A $7 billion merger between British Airways and Spain's Iberia looked imminent on Thursday as their boards held separate meetings to discuss a deal to create the world's third-largest airline by revenue.

A deal, which seems set to give BA shareholders 55 percent of the new firm, would end the British flag carrier's over two-year hunt for Iberia after a frustrated takeover attempt with private equity fund Texas Pacific Group in 2007.

Formal merger talks between BA and Iberia began in July 2008 and aimed to help both airlines cope with the industry's biggest downturn in decades.

Further to recent market speculation, British Airways confirms that the British Airways and Iberia Boards are holding separate meetings today, 12 November, to consider a potential transaction, BA said in a statement.

However, no decisions have been taken and, at this time, there can be no guarantee that a transaction will be forthcoming. A further announcement will be made in due course, if appropriate.

Iberia, meanwhile, said its board was discussing a merger that would give the Spanish firm about 45 percent of the new company and BA about 55 percent.

Spanish daily El Pais said on its website that Iberia's board had already approved the deal and that Iberia boss Antonio Vazquez would be chairman of the new company, which would have its headquarters in London.

Analysts were expecting BA's chief executive, Willie Walsh, to be the CEO of the new company, with Vazquez as chairman.

It was unclear whether the new company's structure would mirror that of Air France-KLM , the Franco-Dutch merger in 2004 which created a holding company plus two operational units, to preserve national identities and bilateral international landing rights.

Shares in BA closed 7.5 percent higher at 206.8 pence, while Iberia's shares ended up 11.8 percent at 2.22 euros.

(For graphic showing the market capitalization of both companies, please click on http://graphics.thomsonreuters.com/119/EZ_BAYIBR1109.gif)


Analysts view a merger, which would create an airline with annual revenues of around 13.5 billion pounds ($22.38 billion), as the best way forward for BA as it tries to emerge from the downturn.

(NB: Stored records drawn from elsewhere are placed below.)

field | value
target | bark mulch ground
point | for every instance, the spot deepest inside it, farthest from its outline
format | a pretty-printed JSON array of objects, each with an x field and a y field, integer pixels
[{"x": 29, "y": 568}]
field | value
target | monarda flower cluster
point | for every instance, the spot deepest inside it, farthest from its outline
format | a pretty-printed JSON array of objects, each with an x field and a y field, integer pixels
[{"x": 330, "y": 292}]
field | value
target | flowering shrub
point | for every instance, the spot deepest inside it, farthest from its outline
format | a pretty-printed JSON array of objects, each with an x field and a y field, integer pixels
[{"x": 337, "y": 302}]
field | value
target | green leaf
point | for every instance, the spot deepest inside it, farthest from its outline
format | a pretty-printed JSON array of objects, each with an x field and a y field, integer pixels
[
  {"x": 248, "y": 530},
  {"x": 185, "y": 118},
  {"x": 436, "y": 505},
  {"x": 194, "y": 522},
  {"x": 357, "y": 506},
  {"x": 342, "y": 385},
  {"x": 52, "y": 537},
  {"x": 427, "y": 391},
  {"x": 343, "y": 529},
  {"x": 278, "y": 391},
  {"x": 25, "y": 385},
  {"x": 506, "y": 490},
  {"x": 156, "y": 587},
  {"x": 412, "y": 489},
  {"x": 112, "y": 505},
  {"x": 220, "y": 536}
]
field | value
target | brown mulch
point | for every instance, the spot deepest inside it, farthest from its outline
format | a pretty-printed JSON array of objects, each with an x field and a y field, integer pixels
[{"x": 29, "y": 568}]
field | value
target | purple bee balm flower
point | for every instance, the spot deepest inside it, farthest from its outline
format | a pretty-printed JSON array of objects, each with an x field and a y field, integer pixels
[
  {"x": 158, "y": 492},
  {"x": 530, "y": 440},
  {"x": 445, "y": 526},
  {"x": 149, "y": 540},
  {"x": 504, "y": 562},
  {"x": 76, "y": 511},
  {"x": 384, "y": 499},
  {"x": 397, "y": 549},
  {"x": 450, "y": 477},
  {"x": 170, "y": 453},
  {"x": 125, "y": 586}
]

BA's Walsh wants to create an airline to rival Air France-KLM and Lufthansa , which has combined with Swiss International Airlines and Austrian Airlines in recent years.

A deal would still need regulatory clearance from the European Commission but this would likely go through, following the precedent set by the Air France-KLM merger.

The pair began merger talks in July 2008 in response to slowing passenger demand, but BA's pension fund deficit -- believed to stand at around 3 billion pounds -- and the structure of the combined entity have proved sticking points.

BA, which owns 13.5 percent of Iberia, has also applied to U.S. and European authorities for competition clearance, or anti-trust immunity, which would allow it to share costs and revenues on transatlantic routes with Iberia and American Airlines (AA).

BA has a code-sharing agreement with the Spanish carrier under the One World alliance of airlines, which allows them to sell seats on each other's services.

BA's Walsh said on Friday, after the airline's first-half results, that he was confident in the strength of BA's case to win U.S. Department of Transportation approval for a sales tie-up with American Airlines and Iberia.

He also said a decision on BA's proposed merger with Iberia would likely come in the very near future.

Iberia is scheduled to report nine-month earnings on Friday.